Pikiran saya melayang ketika saya ditugaskan di proyek eksplorasi, dimana jalan yang saya lalui bukan hanya datar tetapi menanjak dan curam. Kadang terpikir untuk give up dan membiarkan arus membawa saya... Kemana saja... Tetapi tetap saja harus kembali berdiri dengan segala sisa tenaga. Sempat terdengar tangis lirih di dalam hati, mengapa jalan ini terasa sulit untuk dilalui. Dengan berbagai macam barang bawaan yang berada di punggung dan tanggung jawab sebagai seorang tenaga medis membuat beban itu terasa berat. Bisa dibayangkan ketika ada salah satu kru yang terluka terkena parang dan kita harus berjalan untuk melakukan penanganan medis di tengah rimba. Dengan tenaga yang terkuras untuk berjalan dan sesampainya disana saya harus menstabilkan kondisi pasien dengan nafas yang masih terengah-engah. Melakukan penjahitan luka dengan peralatan yang (lumayan) lengkap untuk ukuran klinik ditengah rimba belantara. Untunglah, saya tidak diminta untuk menggendong korban. Biarlah orang lain saja yang melakukan tindakan mulia ini. Saya merelakan kok untuk ber bagi amal he..he..

Satu pengalaman lagi ketika saya dan ambulan harus mengambil pasien dibelantara hutan (jangan dibayangkan jalanan yang mulus beraspal dan jembatan telah dibangun dengan kokoh). Ambulan yang saya tumpangi stuck ditengah sungai yang tidak bisa dibilang sempit. Dengan susah payah saya harus mengeluarkan segala "persenjataan" saya didalam ambulan dan membawanya ke pinggir sungai. Dengan pakaian yang basah setinggi lutut saya harus berjibaku dengan arus sungai dan batu-batuan yang licin. Tak pernah terbayangkan kalau banjir sedang melanda...Satu keyakinan saya, insya Allah semua dilancarkan kalau memang niat kita baik.

Ketika tugas lain di tanah Papua yang sampai sekarang masih membekas dalam ingatan saya. Saya diberikan kesempatan menginjakkan tanah Papua untuk yang pertama kali dan tanpa diduga orang yang seharusnya menjemput saya tidak hadir di bandara. Dengan susah payah saya harus menelpon orang tersebut lewat wartel satu-satunya yang ada disana. Dan sang suara yang harusnya menjemput saya hanya bilang bahwa yang bersangkutan lupa.
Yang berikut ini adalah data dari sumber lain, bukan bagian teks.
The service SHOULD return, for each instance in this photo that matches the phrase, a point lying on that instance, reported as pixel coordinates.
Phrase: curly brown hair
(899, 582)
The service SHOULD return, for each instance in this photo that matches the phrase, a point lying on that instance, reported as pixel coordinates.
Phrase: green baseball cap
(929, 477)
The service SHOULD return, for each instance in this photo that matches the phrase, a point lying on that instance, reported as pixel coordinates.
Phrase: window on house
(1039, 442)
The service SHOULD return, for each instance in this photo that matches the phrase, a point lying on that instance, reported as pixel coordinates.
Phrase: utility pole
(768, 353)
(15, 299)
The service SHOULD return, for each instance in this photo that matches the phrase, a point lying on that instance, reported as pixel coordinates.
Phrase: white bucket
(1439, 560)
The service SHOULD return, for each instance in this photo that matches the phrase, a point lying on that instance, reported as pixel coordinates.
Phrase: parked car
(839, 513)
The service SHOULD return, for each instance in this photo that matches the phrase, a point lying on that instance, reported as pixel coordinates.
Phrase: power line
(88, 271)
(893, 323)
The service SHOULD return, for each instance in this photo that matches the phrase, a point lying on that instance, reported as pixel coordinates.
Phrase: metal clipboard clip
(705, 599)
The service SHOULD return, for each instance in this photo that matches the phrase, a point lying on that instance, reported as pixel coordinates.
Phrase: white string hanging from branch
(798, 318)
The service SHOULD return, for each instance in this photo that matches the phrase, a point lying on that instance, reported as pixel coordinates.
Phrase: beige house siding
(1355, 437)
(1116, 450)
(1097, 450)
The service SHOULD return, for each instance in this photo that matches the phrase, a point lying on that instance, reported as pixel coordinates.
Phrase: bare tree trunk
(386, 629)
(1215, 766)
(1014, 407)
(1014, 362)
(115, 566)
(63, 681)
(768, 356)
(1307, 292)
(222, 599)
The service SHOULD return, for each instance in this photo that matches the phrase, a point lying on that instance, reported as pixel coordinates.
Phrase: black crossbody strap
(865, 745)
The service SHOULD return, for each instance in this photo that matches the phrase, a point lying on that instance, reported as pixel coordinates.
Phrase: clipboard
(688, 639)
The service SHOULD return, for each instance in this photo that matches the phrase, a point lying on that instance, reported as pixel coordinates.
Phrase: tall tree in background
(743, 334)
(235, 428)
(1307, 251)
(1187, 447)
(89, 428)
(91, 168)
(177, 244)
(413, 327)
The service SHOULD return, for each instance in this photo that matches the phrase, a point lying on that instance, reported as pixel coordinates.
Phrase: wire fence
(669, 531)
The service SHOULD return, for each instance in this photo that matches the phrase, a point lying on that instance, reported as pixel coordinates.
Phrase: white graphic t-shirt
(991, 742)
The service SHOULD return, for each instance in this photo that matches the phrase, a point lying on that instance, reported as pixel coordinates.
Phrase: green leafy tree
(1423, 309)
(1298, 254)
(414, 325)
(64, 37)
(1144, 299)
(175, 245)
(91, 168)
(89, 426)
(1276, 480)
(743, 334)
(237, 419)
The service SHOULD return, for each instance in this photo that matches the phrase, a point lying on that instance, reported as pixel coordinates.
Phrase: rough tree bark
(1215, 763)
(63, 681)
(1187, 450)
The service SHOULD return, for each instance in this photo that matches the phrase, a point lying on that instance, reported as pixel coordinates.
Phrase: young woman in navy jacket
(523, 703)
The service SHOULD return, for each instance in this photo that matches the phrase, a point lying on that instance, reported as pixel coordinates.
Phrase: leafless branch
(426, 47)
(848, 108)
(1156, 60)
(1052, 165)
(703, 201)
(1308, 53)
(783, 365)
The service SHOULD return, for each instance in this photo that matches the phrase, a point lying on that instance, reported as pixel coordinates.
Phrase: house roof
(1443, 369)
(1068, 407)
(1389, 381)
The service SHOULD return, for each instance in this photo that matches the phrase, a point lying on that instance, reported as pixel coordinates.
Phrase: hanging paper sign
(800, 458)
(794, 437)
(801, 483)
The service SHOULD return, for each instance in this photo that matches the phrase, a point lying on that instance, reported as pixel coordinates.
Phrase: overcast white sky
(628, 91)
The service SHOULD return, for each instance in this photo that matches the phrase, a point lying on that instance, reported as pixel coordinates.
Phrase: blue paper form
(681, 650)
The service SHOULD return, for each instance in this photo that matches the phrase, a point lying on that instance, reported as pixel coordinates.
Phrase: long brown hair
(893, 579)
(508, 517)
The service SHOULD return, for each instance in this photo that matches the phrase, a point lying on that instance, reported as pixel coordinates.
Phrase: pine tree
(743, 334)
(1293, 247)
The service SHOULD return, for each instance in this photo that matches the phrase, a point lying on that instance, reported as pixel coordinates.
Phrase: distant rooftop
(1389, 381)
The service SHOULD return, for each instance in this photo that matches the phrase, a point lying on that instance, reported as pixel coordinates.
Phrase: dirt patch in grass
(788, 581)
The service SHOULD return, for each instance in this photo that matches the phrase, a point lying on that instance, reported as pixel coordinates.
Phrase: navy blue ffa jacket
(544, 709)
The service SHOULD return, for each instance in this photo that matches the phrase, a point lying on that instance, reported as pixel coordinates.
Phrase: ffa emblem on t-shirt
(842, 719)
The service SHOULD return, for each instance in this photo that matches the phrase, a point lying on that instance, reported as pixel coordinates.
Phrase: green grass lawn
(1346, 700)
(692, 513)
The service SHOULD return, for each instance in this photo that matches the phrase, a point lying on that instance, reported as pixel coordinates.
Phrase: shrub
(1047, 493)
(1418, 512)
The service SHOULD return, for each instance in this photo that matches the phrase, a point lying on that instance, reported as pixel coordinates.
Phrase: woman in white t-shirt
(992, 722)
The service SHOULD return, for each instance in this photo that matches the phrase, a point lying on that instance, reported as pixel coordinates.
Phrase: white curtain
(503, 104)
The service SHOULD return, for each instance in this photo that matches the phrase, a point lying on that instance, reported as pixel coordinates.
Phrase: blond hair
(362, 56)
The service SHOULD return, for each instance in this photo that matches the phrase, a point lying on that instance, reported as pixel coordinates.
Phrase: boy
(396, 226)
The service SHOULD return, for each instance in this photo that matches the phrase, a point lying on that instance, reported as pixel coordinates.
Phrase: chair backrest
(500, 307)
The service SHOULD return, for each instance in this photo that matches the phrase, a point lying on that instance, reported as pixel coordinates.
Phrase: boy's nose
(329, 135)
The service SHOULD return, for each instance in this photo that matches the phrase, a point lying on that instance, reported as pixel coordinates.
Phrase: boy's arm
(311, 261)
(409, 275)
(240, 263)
Saya harus menyeberang dengan menggunakan perahu kecil untuk sampai di kota terdekat. Kemudian saya dijemput untuk diberi kesempatan menginap di hotel.
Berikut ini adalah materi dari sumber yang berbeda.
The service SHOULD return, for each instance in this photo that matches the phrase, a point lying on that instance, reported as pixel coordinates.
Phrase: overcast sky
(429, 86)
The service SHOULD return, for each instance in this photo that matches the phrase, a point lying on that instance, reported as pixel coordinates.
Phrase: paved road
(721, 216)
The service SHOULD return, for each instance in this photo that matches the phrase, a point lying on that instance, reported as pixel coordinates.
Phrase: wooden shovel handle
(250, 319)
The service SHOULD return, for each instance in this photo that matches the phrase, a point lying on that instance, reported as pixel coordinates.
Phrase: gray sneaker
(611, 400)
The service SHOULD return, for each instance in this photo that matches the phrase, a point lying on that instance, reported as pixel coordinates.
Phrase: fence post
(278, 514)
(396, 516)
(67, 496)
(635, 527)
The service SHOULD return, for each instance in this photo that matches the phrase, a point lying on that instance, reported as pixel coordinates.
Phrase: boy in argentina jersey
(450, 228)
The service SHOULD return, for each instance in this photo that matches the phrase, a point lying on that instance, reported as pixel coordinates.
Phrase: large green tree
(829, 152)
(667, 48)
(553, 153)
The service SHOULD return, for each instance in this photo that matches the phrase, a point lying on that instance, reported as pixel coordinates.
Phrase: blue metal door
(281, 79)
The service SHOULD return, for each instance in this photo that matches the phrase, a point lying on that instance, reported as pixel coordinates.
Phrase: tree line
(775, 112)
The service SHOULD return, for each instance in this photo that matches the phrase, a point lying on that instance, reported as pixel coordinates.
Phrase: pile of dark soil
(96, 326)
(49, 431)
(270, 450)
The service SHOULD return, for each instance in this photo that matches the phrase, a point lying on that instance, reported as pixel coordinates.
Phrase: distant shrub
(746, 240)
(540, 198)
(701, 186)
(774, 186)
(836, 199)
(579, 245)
Fajar belum muncul saat saya dibangunkan dan harus segera ke pelabuhan karena kapal yang akan saya tumpangi menuju ke tempat saya akan menghabiskan masa kerja saya selama sebulan akan segera berangkat. Dan saya harus berkemas-kemas dengan segala macam perbekalan yang ada di dalam back pack. Sesampainya di pelabuhan ternyata sudah banyak juga orang-orang yang senasib dengan saya yang akan menghabiskan waktu 10 jam bersama dengan alat-alat berat dan terapung ditengah lautan luas. Alhamdulillah, kembali lagi ke niat kita kalau memang baik insya Allah dimudahkan (dan doa orang tua saya yang tak pernah henti2nya). Dan alhamdulillah tidak ada gelombang besar selama perjalanan tersebut. Karena memang selama perjalanan hanya beralaskan terpal dan tak ayal lagi semua pakaian saya biru semua terkena lunturan terpal tersebut. Dan saya harus rela makan biskuit ketika jatah makanan yang diberikan tidak mencukupi (kalaupun ada saya harus berebutan dengan para penumpang lain untuk bisa mendapatkannya). Saya beruntung ada Bapak yang rela berbagi jatah nasi bungkusnya dengan saya. Setelah itu yang lain dengan suka rela menawarkan biskuit bawaan mereka untuk saya makan.

Tidak semuanya perjalanan yang pernah saya alami berkesan tidak nyaman. Sudah sering saya berada di dihotel mewah dan merasakan first class service. Seperti ketika saya ditugaskan di Singapura selama sebulan. Disana saya bisa merasakan tinggal di hotel yang bisa dibilang mewah. Berjalan-jalan keliling Singapura dan merasakan bagaimana rasanya night safari di Kebun Binatang Singapura. And I've got all of those things for free. Saya juga percaya bahwa tidak semuanya kepahitan saja yang ditimpakan ke saya. Allah Maha Adil kesenangan yang belum pernah saya bayangkan (bahkan saya tidak berani untuk sekedar berkhayal) juga pernah saya alami.